La proposta dei Grillini contempla di finanziare il reddito di cittadinanza attraverso il prelievo sui giochi, (peccato che siano proprio le categorie sociali più deboli quelle che tentano la fortuna con gratti e vinci e macchinette infernali), tagli alla difesa (con buona pace di chi dice che sono dei fascisti mascherati), tagli agli affitti e patrimonio pubblica amministrazione, una mensilità dalle pensioni di 3400 euro, patrimoniali superiori ai 2 milioni di euro, la robin tax.

Ora, molti ricorderanno nei primi anni 2000, il dibattito sul reddito di cittadinanza ha attraversato tutta la sinistra moderata ed estrema, anzi fu una delle ultime battaglie, diciamo unificante per unire il carattere frammentario delle lotte di allora e settori politici attraverso una mobilitazione che suscitasse nuove energie. Il Grillaccio interclassista del malaugurio non fa che riprendere una battaglia dei movimenti per riproporla spoglia del suo carattere rivendicativo e classista, sebbene pure la Tobin tax, (il nome corretto si rifà ad un economista che aveva ipotizzato una tassa sulle speculazioni finanziarie, quelle per capirci che fanno oscillare le borse con i capitali che giocano nelle borse come fosse un roulette) aveva come scopo principale quello di riequilibrare il rapporto fra capitale finanziario, capitale industriale e stati nazioni, in modo da non metterne a rischio le attività produttive e quindi le politiche economiche.
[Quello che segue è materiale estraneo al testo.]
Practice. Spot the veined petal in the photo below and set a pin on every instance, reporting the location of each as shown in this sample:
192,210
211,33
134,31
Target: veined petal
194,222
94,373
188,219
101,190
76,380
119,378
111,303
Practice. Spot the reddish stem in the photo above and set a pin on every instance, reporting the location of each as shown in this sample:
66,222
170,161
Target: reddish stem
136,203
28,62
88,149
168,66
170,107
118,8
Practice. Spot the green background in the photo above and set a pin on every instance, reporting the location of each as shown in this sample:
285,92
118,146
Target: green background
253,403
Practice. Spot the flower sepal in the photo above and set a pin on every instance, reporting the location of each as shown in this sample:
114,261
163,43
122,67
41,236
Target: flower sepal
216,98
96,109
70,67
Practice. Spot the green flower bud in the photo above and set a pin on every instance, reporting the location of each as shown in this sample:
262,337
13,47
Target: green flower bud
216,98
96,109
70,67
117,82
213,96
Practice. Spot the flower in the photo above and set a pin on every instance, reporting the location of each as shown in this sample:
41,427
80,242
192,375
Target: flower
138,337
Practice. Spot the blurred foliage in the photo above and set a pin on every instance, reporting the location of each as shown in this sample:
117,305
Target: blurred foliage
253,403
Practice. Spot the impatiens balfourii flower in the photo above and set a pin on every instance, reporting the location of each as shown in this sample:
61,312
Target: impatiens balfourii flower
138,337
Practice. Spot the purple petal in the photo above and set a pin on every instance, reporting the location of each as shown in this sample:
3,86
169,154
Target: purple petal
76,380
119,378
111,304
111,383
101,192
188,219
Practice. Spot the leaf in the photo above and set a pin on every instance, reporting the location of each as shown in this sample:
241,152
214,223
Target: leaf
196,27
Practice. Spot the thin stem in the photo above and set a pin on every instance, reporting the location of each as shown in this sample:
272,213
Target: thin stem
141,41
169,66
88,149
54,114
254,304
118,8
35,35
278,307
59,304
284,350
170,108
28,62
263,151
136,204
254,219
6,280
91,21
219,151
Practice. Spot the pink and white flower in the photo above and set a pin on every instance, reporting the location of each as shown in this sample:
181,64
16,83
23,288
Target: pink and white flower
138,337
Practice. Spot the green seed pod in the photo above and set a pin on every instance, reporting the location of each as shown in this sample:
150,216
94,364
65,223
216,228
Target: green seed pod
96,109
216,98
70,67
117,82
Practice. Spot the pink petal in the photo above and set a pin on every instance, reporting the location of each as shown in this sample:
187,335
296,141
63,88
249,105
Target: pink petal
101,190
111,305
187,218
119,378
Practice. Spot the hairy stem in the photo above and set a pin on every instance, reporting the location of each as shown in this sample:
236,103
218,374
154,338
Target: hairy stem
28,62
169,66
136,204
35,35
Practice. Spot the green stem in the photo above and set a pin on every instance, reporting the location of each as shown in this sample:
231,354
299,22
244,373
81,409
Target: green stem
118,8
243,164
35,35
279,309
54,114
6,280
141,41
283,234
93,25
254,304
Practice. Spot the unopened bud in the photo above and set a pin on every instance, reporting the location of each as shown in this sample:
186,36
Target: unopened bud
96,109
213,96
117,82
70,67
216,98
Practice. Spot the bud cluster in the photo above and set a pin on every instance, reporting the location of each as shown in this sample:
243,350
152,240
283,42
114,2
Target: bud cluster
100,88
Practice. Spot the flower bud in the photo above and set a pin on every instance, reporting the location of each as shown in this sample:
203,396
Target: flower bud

La battaglia di allora forse avrebbe impedito le crisi dovute alle speculazioni finanziare o forse no, visto che la stessa è effetto della delocalizzazione, dell’industrializzazione di paesi prima esclusi, dei nuovi mercati; per taluno era solo motivo di radicalizzazione, iniziativa e proposizione dal basso, ma se si esclude la Francia, nel nostro paese simili battaglie non hanno attecchito molto, né spostato la deriva istituzionale e di chi aveva un piede già là dentro e pretendeva di influenzare se non pilotare i movimenti. 

Le forme di sussidio fin qua erogate, hanno avuto lo scopo di impedire esplosioni sociali, un costo diverso da quello necessario per far funzionare la macchina dell’accumulazione, fatta da guardie, preti, poliziotti, medici e psiconalisti, ecc. Un reddito di cittadinanza consistente e garantito a tutti distruggerebbe la sottomissione al lavoro della popolazione, quella sottomissione vitale alla produzione e distribuzione capitalista, nel nostro sud impedirebbe forme di sfruttamento selvaggio e avrebbe la funzione di alzare i salari, per quale motivo infatti persone già retribuite dovrebbero svolgere lavori pesanti, nocivi e ripetitivi? Solo una spinta dal basso, autenticamente rivoluzionaria e classista, diversificata e diffusa sul territorio, tesa alla soddisfazione, autogestione dei bisogni, dalla casa, all’acqua all’accesso alla terra, poliedrica negli interessi, che combatta necessariamente e seriamente su più livelli, sindacale, politico, ma soprattutto culturale, capace di far fronte comune, attraverso l’azione diretta a autorganizzazione sociale alla reale trasformazione radicalmente anticapitalista e antistatale potrà garantire un futuro altro.